Tyler Farr debuted his new album, “Suffer in Peace,” this past week and it sits for anyone who’s had a broken heart. The title track, “Suffer and Peace” and “Withdrawals” are two other standout tracks.
Four of the eleven tracks on the album cover heartbreak. “A Guy Walks Into a Bar” is often just one of the heartbreak songs that appears frequently on the radio.
I’ve been told by many that I am one to choose sad, slow songs, but with summer approaching I’m not completely sure how an album like this will stick out.
Farr is a classically trained singer that shows off a high rock end most fans are not aware of. With country-pop songs often climbing the charts, Farr sticks out with his rough sound. He is often compared to other artists like Eric Church and Brantley Gilbert.
Not too surprisingly, “I Don’t Even Want This Beer” stumbles and staggers around in anguish and depression. It even makes reference to getting drunk on a Tuesday… “Here I am getting tore up on a Tuesday.” But in all, the song features lyrics that definitely hit a cord for any guy who’s ever screwed up.
“I wonder if she’s alone tonight
Thinkin’ ’bout all I didn’t do right
Or is she out on the town in my favorite dress
With some ol’ boy tryin’ his best
To get her buzzin’ just enough she might say yes”
However, he does take a break from the heartbreak tunes to a more playful sound with two of his tracks, “Better in Boots” and “Poor Boy.” The album definitely needed to take this shift to what would have been an emotional roller coaster of an album. “Poor Boy” tended to be my pick of songs to continue to listen too overall.

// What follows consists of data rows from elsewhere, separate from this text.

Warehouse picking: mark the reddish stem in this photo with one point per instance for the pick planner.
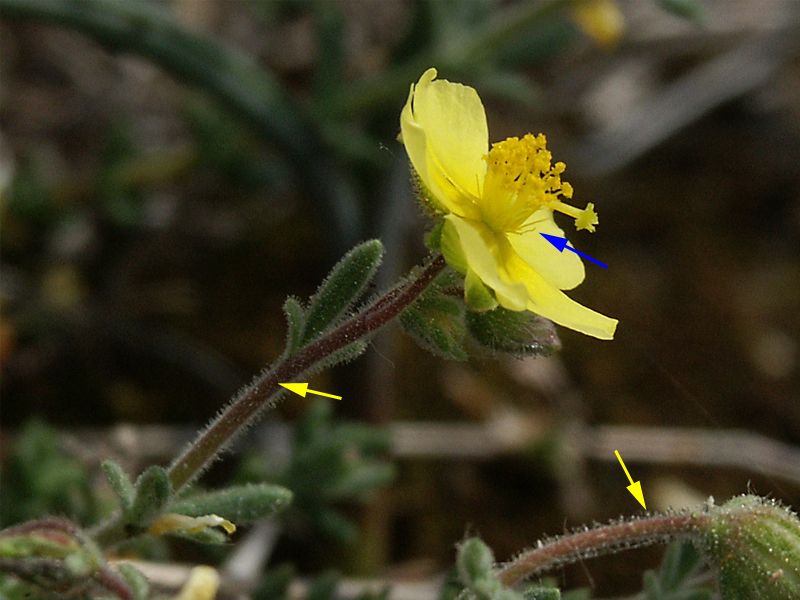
(601, 540)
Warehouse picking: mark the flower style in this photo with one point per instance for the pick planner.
(495, 204)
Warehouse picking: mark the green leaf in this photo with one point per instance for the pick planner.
(153, 491)
(538, 592)
(240, 504)
(39, 478)
(360, 483)
(295, 324)
(676, 579)
(323, 587)
(136, 581)
(436, 319)
(518, 333)
(342, 287)
(476, 294)
(475, 561)
(121, 484)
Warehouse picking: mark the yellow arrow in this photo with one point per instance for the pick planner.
(301, 389)
(635, 488)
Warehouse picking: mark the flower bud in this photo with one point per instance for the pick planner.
(755, 545)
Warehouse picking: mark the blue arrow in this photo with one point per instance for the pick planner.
(561, 243)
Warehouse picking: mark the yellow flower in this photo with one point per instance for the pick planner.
(602, 20)
(495, 204)
(202, 584)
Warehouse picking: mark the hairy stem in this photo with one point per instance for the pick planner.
(264, 389)
(605, 539)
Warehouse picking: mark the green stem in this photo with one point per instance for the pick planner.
(598, 541)
(386, 86)
(145, 29)
(264, 390)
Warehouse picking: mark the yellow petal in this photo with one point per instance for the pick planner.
(553, 304)
(451, 248)
(600, 19)
(443, 127)
(202, 584)
(563, 270)
(486, 254)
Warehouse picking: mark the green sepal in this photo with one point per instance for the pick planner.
(433, 238)
(477, 296)
(153, 492)
(342, 287)
(295, 324)
(137, 582)
(120, 483)
(755, 545)
(450, 245)
(517, 333)
(436, 323)
(436, 319)
(241, 504)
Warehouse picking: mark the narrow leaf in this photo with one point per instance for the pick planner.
(121, 484)
(153, 491)
(342, 287)
(240, 504)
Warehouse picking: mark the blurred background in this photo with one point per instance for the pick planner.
(163, 192)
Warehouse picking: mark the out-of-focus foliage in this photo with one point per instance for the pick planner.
(330, 462)
(40, 479)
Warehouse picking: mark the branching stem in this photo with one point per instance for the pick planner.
(264, 389)
(605, 539)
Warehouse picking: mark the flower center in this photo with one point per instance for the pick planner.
(521, 179)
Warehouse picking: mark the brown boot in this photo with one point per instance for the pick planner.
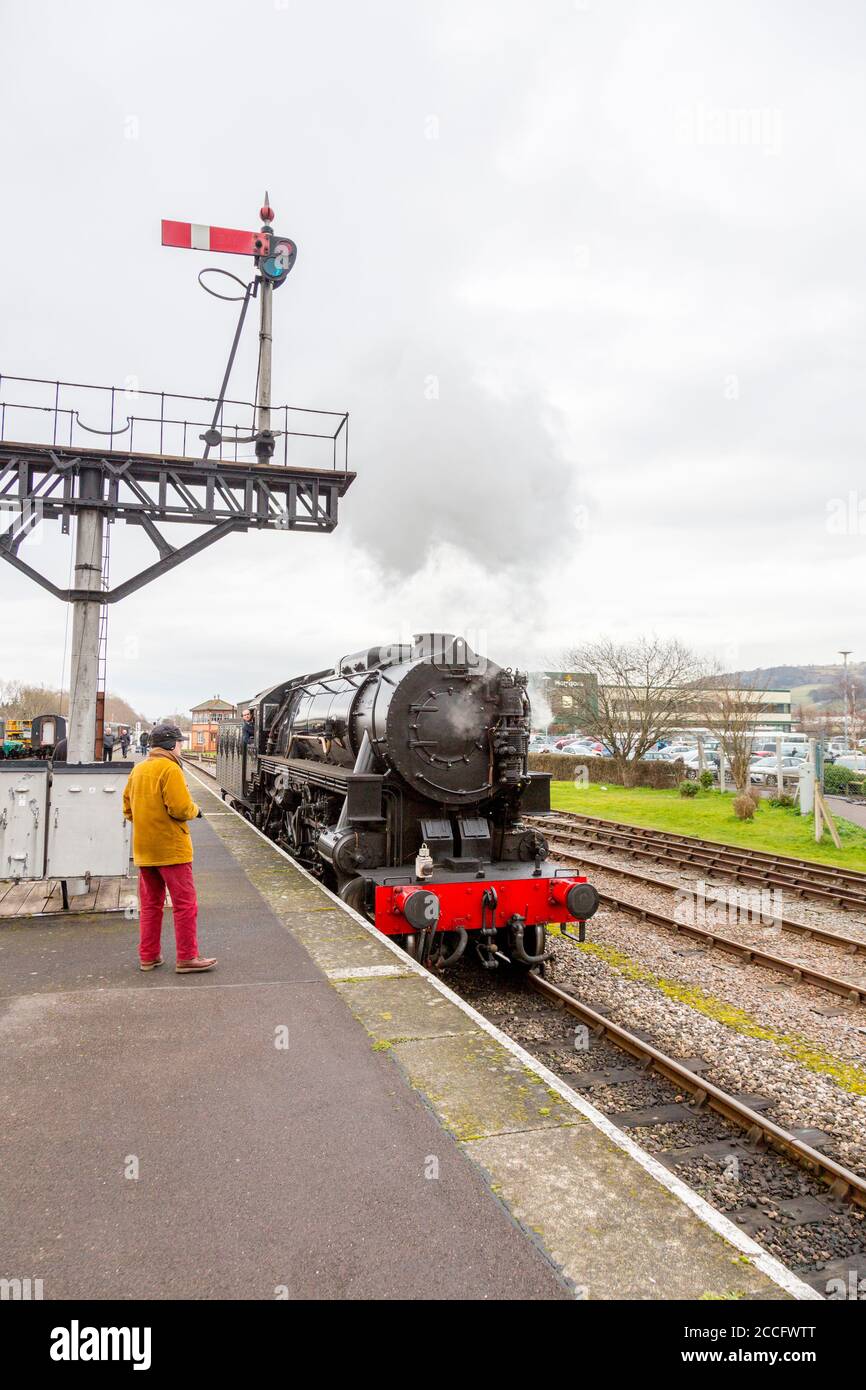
(195, 965)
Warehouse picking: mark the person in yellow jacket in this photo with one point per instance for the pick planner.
(157, 802)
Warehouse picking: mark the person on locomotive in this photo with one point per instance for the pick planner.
(157, 802)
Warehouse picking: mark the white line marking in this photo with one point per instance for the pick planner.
(702, 1209)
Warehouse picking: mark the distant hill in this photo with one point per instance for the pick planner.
(809, 684)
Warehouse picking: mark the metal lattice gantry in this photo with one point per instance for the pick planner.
(142, 458)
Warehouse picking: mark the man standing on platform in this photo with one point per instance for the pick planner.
(157, 802)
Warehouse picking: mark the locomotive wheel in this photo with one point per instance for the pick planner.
(534, 941)
(353, 894)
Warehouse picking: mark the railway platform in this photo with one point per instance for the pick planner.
(316, 1119)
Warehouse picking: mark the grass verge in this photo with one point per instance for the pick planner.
(711, 816)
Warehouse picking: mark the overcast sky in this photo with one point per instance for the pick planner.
(587, 275)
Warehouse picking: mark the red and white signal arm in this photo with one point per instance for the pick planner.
(198, 236)
(275, 255)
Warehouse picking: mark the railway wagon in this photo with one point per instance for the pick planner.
(399, 776)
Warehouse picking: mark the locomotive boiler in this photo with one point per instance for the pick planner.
(399, 777)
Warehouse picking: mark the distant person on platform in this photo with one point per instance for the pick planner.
(157, 802)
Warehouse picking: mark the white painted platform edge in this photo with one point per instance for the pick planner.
(716, 1221)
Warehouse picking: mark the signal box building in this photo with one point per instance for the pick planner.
(206, 720)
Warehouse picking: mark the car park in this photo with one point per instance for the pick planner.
(854, 762)
(766, 770)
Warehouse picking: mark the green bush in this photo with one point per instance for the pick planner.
(843, 780)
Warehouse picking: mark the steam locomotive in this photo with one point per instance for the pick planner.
(399, 777)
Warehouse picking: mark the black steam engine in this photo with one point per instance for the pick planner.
(399, 777)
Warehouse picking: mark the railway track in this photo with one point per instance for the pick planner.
(802, 877)
(851, 945)
(843, 1182)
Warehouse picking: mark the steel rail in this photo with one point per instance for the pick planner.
(843, 1182)
(752, 955)
(624, 841)
(784, 862)
(850, 944)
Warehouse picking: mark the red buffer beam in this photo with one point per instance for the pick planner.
(198, 236)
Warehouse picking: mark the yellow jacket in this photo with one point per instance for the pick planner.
(157, 802)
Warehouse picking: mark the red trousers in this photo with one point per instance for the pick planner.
(152, 900)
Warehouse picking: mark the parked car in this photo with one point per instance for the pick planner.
(766, 769)
(854, 762)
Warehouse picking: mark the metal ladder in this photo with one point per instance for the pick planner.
(103, 645)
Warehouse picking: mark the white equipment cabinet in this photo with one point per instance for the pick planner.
(88, 834)
(24, 795)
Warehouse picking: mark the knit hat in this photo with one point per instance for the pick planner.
(166, 736)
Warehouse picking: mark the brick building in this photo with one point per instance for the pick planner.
(206, 719)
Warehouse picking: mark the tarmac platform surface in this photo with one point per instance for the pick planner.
(316, 1119)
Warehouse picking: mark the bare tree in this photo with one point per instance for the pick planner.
(733, 713)
(645, 691)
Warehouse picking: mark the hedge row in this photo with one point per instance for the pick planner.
(843, 780)
(563, 767)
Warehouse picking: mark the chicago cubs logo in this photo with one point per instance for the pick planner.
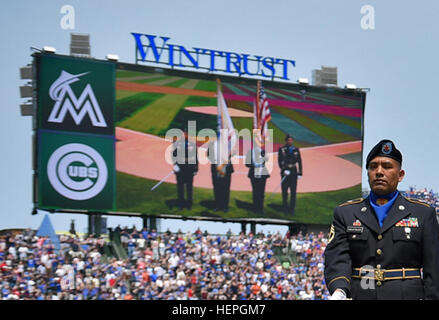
(77, 171)
(67, 102)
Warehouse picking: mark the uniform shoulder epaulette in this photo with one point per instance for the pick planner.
(417, 201)
(353, 201)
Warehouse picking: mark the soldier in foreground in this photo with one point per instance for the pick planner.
(386, 246)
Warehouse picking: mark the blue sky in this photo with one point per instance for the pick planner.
(397, 60)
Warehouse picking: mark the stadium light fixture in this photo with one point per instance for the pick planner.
(26, 73)
(49, 49)
(26, 91)
(26, 109)
(112, 57)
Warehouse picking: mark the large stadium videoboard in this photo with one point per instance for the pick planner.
(326, 125)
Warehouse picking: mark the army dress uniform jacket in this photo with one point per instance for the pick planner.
(409, 239)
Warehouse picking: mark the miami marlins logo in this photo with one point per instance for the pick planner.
(66, 101)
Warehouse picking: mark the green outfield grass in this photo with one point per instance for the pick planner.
(129, 105)
(206, 85)
(349, 122)
(130, 74)
(134, 195)
(323, 131)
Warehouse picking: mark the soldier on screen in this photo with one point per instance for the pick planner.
(289, 159)
(185, 160)
(258, 175)
(221, 177)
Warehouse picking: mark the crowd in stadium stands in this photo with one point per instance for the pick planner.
(424, 195)
(162, 266)
(167, 266)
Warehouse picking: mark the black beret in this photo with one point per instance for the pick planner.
(384, 148)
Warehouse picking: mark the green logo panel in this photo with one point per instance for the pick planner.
(76, 94)
(76, 171)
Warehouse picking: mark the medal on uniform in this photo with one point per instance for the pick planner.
(382, 201)
(357, 223)
(407, 231)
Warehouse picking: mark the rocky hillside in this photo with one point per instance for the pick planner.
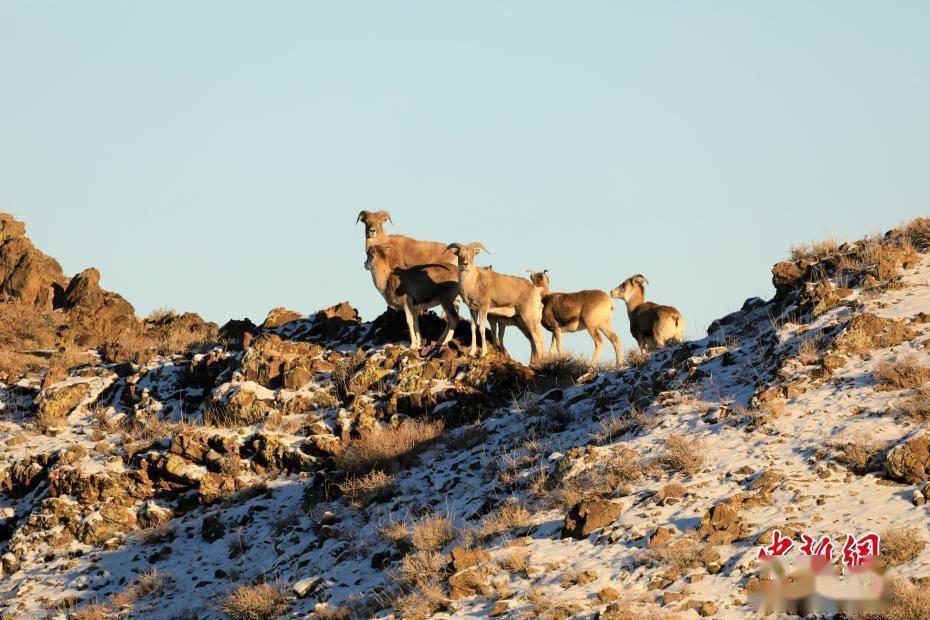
(313, 466)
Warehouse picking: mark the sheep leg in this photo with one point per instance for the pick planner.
(482, 325)
(596, 336)
(612, 336)
(474, 320)
(412, 324)
(452, 321)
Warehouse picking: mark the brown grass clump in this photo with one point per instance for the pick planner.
(674, 490)
(345, 369)
(516, 561)
(607, 477)
(432, 532)
(92, 611)
(420, 568)
(903, 373)
(384, 447)
(908, 601)
(683, 552)
(508, 516)
(254, 602)
(917, 407)
(422, 602)
(683, 454)
(900, 545)
(362, 490)
(867, 332)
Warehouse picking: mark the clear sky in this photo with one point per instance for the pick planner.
(213, 156)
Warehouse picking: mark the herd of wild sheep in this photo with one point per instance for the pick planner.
(415, 275)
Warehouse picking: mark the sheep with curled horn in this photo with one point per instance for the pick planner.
(413, 289)
(408, 251)
(487, 293)
(653, 326)
(589, 310)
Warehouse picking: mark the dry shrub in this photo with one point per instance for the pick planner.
(560, 371)
(867, 332)
(505, 518)
(419, 568)
(612, 428)
(683, 454)
(607, 477)
(808, 351)
(422, 602)
(917, 407)
(382, 448)
(432, 532)
(515, 561)
(344, 370)
(362, 490)
(902, 373)
(674, 490)
(147, 584)
(92, 611)
(908, 601)
(683, 552)
(900, 545)
(254, 602)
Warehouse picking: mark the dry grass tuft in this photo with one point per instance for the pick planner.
(900, 545)
(515, 561)
(432, 532)
(361, 491)
(254, 602)
(607, 477)
(384, 447)
(917, 407)
(683, 454)
(903, 373)
(420, 568)
(509, 516)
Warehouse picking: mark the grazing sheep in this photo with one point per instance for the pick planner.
(590, 310)
(414, 289)
(652, 325)
(487, 292)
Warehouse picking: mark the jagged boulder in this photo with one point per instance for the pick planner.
(26, 274)
(96, 315)
(278, 317)
(909, 461)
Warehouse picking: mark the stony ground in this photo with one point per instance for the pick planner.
(314, 466)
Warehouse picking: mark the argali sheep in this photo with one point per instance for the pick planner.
(414, 288)
(589, 310)
(653, 326)
(407, 251)
(487, 292)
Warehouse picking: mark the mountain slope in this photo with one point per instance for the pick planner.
(355, 477)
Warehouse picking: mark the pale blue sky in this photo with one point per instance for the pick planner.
(212, 156)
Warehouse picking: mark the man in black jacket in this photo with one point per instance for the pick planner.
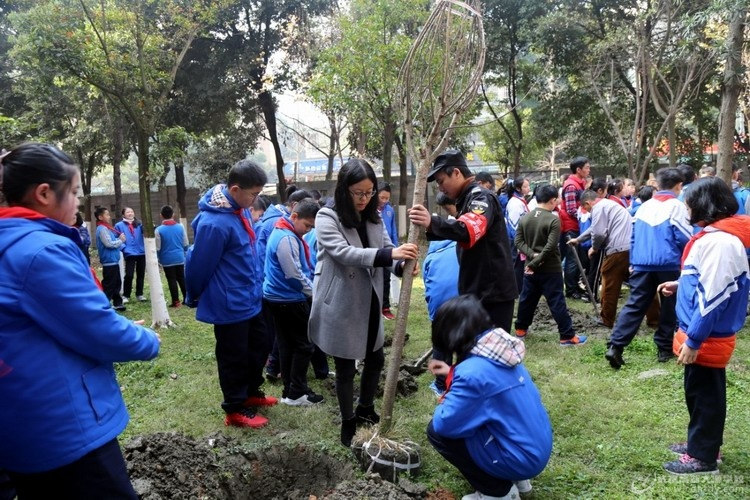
(485, 264)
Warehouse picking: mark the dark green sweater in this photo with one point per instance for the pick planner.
(538, 237)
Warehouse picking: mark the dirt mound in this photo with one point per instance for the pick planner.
(171, 465)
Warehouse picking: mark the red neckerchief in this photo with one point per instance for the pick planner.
(130, 226)
(664, 195)
(20, 213)
(448, 383)
(102, 223)
(736, 225)
(516, 194)
(240, 212)
(618, 200)
(285, 224)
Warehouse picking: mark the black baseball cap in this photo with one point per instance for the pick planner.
(451, 158)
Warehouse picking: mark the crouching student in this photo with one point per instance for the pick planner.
(287, 291)
(711, 307)
(491, 423)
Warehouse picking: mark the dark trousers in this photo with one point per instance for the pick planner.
(295, 350)
(346, 369)
(175, 277)
(134, 264)
(570, 266)
(455, 452)
(100, 473)
(111, 282)
(501, 313)
(642, 290)
(548, 285)
(241, 352)
(706, 398)
(593, 273)
(518, 266)
(615, 270)
(386, 288)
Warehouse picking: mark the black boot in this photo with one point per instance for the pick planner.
(366, 415)
(348, 428)
(614, 356)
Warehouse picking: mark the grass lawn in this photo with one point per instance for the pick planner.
(611, 428)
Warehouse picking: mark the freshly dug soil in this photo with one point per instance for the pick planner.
(171, 465)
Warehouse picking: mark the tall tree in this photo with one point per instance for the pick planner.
(732, 84)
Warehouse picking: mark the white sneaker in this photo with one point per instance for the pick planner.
(523, 486)
(304, 400)
(512, 495)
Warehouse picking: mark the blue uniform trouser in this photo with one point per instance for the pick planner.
(455, 452)
(642, 290)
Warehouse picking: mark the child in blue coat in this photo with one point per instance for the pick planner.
(491, 423)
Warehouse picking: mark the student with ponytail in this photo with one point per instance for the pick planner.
(62, 409)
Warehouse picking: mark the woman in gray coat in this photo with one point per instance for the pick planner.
(345, 320)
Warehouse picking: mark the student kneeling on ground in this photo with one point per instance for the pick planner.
(491, 423)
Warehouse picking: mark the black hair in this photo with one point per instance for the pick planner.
(297, 196)
(442, 200)
(514, 185)
(589, 195)
(646, 192)
(99, 211)
(668, 177)
(354, 171)
(710, 199)
(246, 174)
(384, 186)
(291, 188)
(578, 162)
(464, 169)
(615, 186)
(546, 193)
(688, 174)
(599, 184)
(34, 163)
(457, 323)
(484, 177)
(306, 209)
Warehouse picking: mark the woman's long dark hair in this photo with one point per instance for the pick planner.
(31, 164)
(710, 199)
(354, 171)
(457, 323)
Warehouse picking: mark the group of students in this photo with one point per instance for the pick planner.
(327, 292)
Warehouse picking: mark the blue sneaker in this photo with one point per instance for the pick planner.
(436, 389)
(576, 340)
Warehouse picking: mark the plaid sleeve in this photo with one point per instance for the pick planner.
(570, 202)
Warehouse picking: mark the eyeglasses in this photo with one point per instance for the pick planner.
(363, 195)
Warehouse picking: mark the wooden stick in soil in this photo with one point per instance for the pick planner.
(437, 83)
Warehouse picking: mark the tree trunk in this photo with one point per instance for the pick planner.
(332, 139)
(268, 107)
(730, 94)
(159, 313)
(672, 139)
(179, 177)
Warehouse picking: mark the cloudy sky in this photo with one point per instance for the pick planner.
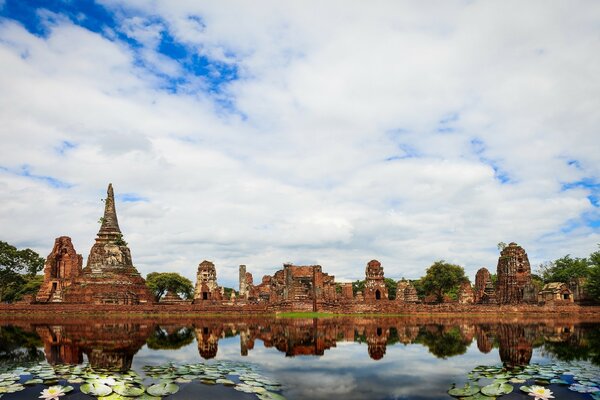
(330, 132)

Two hard rock country anthems sit on each end of the album. “C.O.U.N.T.R.Y” is a rough tune and is set to a pace that is not seen again on the album. “Why We Live Here” pays tribute to the military, but not in outright blaring way that many country listeners are used to. Farr makes it clear that he is a strong supporter of the U.S. military, but many of the tracks also steer toward the edges of what people consider country these days. Overall all the songs, even the more upbeat ones, swing low and sharp.